Unfortunately for the book’s quality, Sammy’s co-authors on Yes I Can, Jane and Burt Boyar, had moved to Spain in 1969. Sammy engaged former journalist turned biographer Simon Regan as ghostwriter. Regan had worked for the British tabloid News of the World for eight years, and had just finished a particularly undistinguished biography of Prince Charles titled Charles – The Clown Prince. Regan travelled with Sammy on and off over the course of a year, recording Sammy’s thoughts on tape before turning his reminiscences and opinions into prose. (Regan later became quite the scandalmonger and conspiracy theorist, founding the muckraking publication Scallywag, which was successfully sued for libel by the British Prime Minister John Major in 1993.)
When Hollywood In A Suitcase was published in September of 1980, critical reaction was lukewarm.

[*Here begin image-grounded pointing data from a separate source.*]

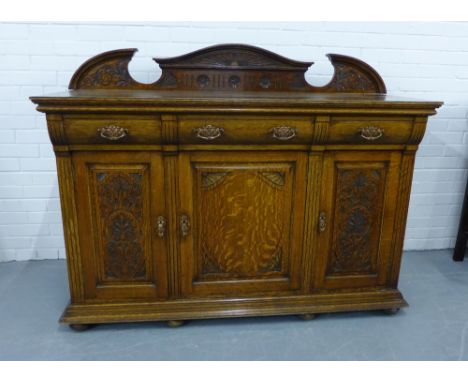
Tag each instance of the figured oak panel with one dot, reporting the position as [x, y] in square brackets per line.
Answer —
[245, 215]
[243, 218]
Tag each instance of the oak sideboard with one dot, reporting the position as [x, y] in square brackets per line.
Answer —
[231, 187]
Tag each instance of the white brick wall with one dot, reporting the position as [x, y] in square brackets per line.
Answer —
[420, 60]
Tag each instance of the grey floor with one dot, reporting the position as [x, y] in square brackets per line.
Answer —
[434, 327]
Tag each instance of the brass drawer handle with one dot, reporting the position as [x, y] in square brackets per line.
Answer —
[209, 132]
[161, 224]
[322, 221]
[112, 132]
[184, 225]
[283, 133]
[371, 133]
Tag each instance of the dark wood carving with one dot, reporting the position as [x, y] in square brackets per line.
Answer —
[232, 67]
[357, 221]
[243, 230]
[119, 202]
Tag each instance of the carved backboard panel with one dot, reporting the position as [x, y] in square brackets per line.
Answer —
[120, 201]
[229, 67]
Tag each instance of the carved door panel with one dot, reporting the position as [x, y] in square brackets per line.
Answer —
[357, 208]
[242, 221]
[120, 203]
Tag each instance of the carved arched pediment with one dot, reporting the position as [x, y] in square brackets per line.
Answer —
[229, 67]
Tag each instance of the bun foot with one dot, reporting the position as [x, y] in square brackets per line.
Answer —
[391, 311]
[79, 327]
[175, 323]
[307, 316]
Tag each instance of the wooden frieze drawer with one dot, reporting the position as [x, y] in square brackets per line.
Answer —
[232, 129]
[370, 130]
[231, 187]
[112, 129]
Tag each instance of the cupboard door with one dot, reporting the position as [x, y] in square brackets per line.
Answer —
[357, 208]
[120, 203]
[241, 217]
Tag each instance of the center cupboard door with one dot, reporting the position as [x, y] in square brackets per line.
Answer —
[121, 212]
[356, 221]
[241, 222]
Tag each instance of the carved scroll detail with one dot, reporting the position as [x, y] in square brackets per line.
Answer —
[233, 67]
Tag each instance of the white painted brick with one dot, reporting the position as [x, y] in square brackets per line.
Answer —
[47, 253]
[14, 217]
[46, 151]
[28, 78]
[44, 217]
[53, 204]
[33, 205]
[7, 136]
[41, 192]
[25, 254]
[11, 192]
[8, 93]
[44, 178]
[24, 229]
[49, 242]
[8, 255]
[99, 33]
[16, 242]
[15, 179]
[14, 31]
[32, 136]
[56, 229]
[14, 62]
[53, 32]
[146, 34]
[17, 122]
[62, 253]
[19, 150]
[9, 164]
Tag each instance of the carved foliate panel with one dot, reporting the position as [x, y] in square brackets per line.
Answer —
[121, 209]
[359, 198]
[243, 218]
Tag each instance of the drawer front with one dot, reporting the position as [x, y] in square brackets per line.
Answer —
[369, 130]
[112, 129]
[213, 129]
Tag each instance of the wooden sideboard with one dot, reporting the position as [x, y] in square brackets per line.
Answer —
[231, 187]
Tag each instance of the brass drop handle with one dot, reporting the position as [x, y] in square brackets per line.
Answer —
[184, 225]
[209, 132]
[371, 133]
[322, 221]
[113, 132]
[161, 225]
[283, 133]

Elizabeth Comegys of United Press International wrote: “It is gossipy and entertaining in an inoffensive, straightforward way”. Carol Olsen in the Arizona Republic: “The versatile performer has drawn upon his 30-year career in Hollywood to produce this highly forgettable collection of reminiscences and anecdotes about the entertainment business”. The book sold well enough, however, and found success in paperback in subsequent years.